Sporting de Charleroi is directed by the French businessman of Iranian origin Mehdi Bayat, who has also been the president of the RBFA, the Belgian Football Federation, for the past year.

Mehdi Bayat is also the brother of Mogi Bayat, ex-leader of the same club and central figure of "footballgate", who broke up in October 2018.

One of the most powerful player agents in Belgium, Mogi Bayat, was charged in this case and briefly imprisoned in the fall of 2018.

He is suspected of having "manipulated" several transfers in order to increase the amount of his commissions, with the complicity of agents, clubs or companies based in France, England and Luxembourg.

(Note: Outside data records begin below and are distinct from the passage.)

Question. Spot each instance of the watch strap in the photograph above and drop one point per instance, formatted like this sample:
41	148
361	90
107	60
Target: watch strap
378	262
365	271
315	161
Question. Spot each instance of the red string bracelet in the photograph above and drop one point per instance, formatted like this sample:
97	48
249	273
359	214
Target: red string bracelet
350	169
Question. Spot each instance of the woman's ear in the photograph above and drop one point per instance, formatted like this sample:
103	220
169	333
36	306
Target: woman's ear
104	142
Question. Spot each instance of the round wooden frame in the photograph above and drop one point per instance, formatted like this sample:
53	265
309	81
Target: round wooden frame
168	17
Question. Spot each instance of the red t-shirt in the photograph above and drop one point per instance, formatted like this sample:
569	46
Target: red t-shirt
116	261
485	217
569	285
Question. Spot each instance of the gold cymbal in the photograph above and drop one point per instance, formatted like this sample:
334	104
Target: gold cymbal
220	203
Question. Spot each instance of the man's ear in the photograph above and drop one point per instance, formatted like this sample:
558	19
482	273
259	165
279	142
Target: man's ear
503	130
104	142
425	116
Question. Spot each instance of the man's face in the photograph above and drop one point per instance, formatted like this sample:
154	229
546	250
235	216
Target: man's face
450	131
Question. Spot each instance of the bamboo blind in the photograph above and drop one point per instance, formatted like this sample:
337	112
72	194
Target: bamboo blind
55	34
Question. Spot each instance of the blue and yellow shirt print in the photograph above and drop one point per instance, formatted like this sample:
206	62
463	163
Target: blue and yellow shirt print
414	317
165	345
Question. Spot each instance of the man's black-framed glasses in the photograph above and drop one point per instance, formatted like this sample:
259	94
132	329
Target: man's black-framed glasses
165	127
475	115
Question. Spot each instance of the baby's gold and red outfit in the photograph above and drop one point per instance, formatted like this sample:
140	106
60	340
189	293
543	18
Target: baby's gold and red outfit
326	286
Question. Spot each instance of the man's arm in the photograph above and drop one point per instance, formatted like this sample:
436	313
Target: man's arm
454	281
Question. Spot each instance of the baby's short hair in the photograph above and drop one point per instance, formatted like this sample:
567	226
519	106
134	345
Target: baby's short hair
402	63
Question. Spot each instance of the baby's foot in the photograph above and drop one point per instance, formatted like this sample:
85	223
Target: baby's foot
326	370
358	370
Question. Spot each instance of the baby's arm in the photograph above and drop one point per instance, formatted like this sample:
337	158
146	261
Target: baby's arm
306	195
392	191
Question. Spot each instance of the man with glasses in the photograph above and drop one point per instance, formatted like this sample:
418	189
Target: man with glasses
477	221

Another players' agent, Dejan Veljkovic, was also implicated in the file. He accepted the status of repentant at the end of 2018 for a suspended prison sentence, and is now collaborating in the investigation.

In February 2019, a series of searches and hearings had been carried out, targeting people close to Mr. Veljkovic's entourage as well as those of the KRC Genk and Sporting Lokeren clubs. Genk, quadruple champion of Belgium (the last time in 2019), was already in the crosshairs of the investigators.

In total, around twenty people (agents, referees, players, managers) have already been charged in the investigation led by an investigating judge from Tongeren (north-east). In addition to the questionable transfers, a second part concerns two matches allegedly rigged in March 2018.